By A.M. Sheehan
NORWAY — In a twist of irony, someone stole all the meals for the Progress Center’s Feel Better Food program March 10. Food that, had they asked, would have been given to them.
It is Thursday evening – time for the Progress Center’s weekly community meal which is open to anyone needing a meal. Also happening is the weekly food distribution of milk, fruits, vegetables and bread.
The next morning, volunteers will arrive to collect the meals the volunteer staff have made for the Feel Better clients.
The Feel Better program makes four days worth of meals twice a week and delivers them to recovering medical patients and their families. Currently, 14 patients and their families depend on the meals for sustenance.
Program Director Liz Blaquiere and a few volunteers are cleaning up after serving the community meal and distributing food.
A man bangs on the a seldom used side door. He is very upset, tells Miranda Ward, marketing and development director for the Progress Center.
Let in by a volunteer, he becomes erratic, she says, waving his arms, demanding money and insisting he get change for a $10 bill.
“They opened the door to see if he needed help,” she explains.
Liz and the few volunteers left on site assist the man as best they can, usher him out and lock up. Board member Ron Raymond insists no one stay any later.
“He had an intuition,” says Ward.
So everyone went home.
The next morning, Blaquiere arrives to get the meals out of the cooler, and they are gone.
Confused, she notices blobs of mashed potato on the floor – a trail of sorts – that leads out of the building, down the ramp and across the parking lot.
Other volunteers arrive and one mentions that a man, who had been with the man behaving erratically the night before, had eaten at the community meal and then gone into the community room to get free food and had been opening cooler doors.
“He had opened the cooler where the Feel Better food was stored,” says Ward. “A volunteer and stopped him and explained that the food was not part of the distribution.”
Suddenly, what had appeared to be random acts began to fit together and make sense.
“We think they were ‘tag teamed’ by the two men,” says Ward. “One created a disturbance and got everyone’s attention on him while the other slipped in and hid.”

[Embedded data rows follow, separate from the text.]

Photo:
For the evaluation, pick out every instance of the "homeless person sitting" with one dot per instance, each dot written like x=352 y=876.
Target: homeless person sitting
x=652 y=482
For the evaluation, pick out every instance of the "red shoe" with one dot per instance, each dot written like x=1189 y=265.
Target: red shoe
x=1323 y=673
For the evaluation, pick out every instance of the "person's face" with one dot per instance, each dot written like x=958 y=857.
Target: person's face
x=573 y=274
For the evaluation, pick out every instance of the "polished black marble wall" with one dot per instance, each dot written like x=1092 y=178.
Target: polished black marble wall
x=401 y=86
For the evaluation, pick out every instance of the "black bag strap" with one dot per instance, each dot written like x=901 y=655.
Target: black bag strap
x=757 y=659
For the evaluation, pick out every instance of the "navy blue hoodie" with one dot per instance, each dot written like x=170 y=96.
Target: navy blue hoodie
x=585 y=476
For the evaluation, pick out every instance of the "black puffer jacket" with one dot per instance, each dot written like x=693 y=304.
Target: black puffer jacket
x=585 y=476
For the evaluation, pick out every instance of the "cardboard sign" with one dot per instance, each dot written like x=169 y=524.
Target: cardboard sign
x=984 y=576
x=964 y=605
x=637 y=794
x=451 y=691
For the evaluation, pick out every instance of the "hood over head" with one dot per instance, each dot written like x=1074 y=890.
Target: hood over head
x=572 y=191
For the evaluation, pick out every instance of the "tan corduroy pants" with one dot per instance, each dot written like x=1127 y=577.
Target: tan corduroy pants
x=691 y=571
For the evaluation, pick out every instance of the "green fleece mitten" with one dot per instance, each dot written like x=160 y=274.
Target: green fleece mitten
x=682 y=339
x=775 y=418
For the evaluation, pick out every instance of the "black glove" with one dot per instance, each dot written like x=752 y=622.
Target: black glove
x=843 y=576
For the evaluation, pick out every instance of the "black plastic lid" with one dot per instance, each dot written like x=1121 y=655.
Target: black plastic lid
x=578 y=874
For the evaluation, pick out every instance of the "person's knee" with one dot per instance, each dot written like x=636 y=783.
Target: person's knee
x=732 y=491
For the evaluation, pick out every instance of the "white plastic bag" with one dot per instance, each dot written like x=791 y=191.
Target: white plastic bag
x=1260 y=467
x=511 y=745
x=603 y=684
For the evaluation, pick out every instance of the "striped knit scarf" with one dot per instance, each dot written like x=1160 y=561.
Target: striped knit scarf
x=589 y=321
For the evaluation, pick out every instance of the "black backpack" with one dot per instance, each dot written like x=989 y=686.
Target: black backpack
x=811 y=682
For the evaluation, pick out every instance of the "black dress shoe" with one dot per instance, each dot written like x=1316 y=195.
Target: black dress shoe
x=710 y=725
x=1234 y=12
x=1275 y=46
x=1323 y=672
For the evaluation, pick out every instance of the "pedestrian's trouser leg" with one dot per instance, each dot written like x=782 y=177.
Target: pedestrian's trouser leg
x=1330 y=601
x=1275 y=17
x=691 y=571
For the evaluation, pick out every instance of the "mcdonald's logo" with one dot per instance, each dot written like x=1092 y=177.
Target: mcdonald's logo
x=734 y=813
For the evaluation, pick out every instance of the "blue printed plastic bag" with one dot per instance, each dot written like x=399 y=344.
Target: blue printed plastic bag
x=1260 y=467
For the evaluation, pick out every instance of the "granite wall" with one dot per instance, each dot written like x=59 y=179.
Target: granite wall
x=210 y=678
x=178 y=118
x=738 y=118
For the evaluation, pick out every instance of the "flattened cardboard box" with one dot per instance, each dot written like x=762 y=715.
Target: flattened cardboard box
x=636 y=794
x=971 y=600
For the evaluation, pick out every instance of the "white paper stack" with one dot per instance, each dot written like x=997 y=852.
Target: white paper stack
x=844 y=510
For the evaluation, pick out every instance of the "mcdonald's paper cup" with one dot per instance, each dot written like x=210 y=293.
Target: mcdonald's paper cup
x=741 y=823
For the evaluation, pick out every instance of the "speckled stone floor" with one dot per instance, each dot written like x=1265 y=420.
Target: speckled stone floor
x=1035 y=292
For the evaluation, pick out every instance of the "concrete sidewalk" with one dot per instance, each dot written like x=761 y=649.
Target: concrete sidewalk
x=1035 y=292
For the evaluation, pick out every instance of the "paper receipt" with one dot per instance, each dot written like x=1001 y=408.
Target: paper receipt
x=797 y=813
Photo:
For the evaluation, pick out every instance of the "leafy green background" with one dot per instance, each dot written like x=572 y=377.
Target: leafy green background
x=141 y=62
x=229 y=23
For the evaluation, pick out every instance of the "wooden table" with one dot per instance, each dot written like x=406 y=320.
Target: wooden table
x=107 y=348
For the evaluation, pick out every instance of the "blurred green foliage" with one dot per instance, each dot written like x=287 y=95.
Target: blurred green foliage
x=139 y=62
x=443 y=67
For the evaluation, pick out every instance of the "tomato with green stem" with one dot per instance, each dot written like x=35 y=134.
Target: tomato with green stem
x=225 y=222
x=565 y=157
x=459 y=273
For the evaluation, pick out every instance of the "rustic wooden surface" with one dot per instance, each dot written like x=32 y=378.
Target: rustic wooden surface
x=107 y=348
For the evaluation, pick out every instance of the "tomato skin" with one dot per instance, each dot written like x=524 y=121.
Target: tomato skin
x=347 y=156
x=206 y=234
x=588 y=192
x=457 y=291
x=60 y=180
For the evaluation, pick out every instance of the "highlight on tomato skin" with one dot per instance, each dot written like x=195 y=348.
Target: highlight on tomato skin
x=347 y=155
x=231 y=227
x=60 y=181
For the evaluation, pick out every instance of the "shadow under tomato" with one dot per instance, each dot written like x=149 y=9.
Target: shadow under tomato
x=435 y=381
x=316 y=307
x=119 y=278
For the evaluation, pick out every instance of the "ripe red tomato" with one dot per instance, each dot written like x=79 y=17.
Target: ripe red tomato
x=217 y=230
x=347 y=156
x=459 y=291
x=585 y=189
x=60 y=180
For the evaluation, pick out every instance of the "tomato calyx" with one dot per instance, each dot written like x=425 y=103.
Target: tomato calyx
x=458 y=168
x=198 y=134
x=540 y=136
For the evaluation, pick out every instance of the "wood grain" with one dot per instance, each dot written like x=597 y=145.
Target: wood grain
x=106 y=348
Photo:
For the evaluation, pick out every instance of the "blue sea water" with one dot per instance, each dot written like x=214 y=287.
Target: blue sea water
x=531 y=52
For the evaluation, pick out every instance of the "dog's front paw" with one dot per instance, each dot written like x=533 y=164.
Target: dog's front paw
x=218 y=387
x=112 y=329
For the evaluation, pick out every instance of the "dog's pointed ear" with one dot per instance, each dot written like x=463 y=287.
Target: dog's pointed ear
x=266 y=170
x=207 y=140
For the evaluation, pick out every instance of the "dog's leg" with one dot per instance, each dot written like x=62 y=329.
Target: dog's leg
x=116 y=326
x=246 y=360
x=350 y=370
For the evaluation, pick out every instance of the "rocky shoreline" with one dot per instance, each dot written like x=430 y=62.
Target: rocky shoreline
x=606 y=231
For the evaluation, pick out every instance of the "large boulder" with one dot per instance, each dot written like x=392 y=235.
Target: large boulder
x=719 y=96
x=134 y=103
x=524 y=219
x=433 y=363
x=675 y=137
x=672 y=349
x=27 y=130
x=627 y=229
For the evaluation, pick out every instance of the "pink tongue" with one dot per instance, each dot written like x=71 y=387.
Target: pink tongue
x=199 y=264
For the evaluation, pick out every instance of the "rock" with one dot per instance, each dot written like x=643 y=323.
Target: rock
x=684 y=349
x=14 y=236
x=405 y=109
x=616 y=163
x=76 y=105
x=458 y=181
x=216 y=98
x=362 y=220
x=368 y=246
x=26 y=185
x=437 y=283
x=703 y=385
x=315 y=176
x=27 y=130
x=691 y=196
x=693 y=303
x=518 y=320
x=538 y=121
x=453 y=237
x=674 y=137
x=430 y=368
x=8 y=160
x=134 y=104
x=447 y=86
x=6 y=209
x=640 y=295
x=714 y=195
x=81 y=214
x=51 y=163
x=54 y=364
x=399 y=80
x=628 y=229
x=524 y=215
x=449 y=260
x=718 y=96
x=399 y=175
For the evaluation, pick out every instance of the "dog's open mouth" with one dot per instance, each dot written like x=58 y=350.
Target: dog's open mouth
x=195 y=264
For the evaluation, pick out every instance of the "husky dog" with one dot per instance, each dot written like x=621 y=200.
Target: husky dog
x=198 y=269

After everyone had left, they speculate, the “inside” man removed the food and spirited it away, leaving a trail of potato.
They called the police.
Norway Police Officer Robert Federico responded and took a report. Unfortunately, he says, with so little to go on other than “an idea they [the two men] live in Buckfield,” police can’t do much else.
They are, he says, “keeping an eye on the center.”
The center has made changes, too. The coolers are now kept locked, the locks on all the doors have been changed, the side door will not be opened except in an emergency and no one will be allowed to be alone in the building.
The incident cost the Progress Center about $350 for lost food, as well as the containers the food is delivered in and the expense to change door locks and lock the coolers.
Further, there was no time to remake the meals. So Blaquiere and volunteers had to purchase more food and the families got soup and sandwiches for their meals that week. They were delivered on time.
“We don’t have excess food,” says Ward, “we give it all away!” She notes that buying food is very expensive.
“If people are in dire straights,” says Ward, “there is food available.”
The center has passed the word around to other food pantries and meal programs. One church, she says, said the “erratic” man sounded very familiar.
Anyone with any information is asked to call the Norway Police Department at 743-5303.
“We are still feeding people,” Ward stresses. “We are trying to make up for the lost food and the money spent that wasn’t planned for. … We are on a tight budget.”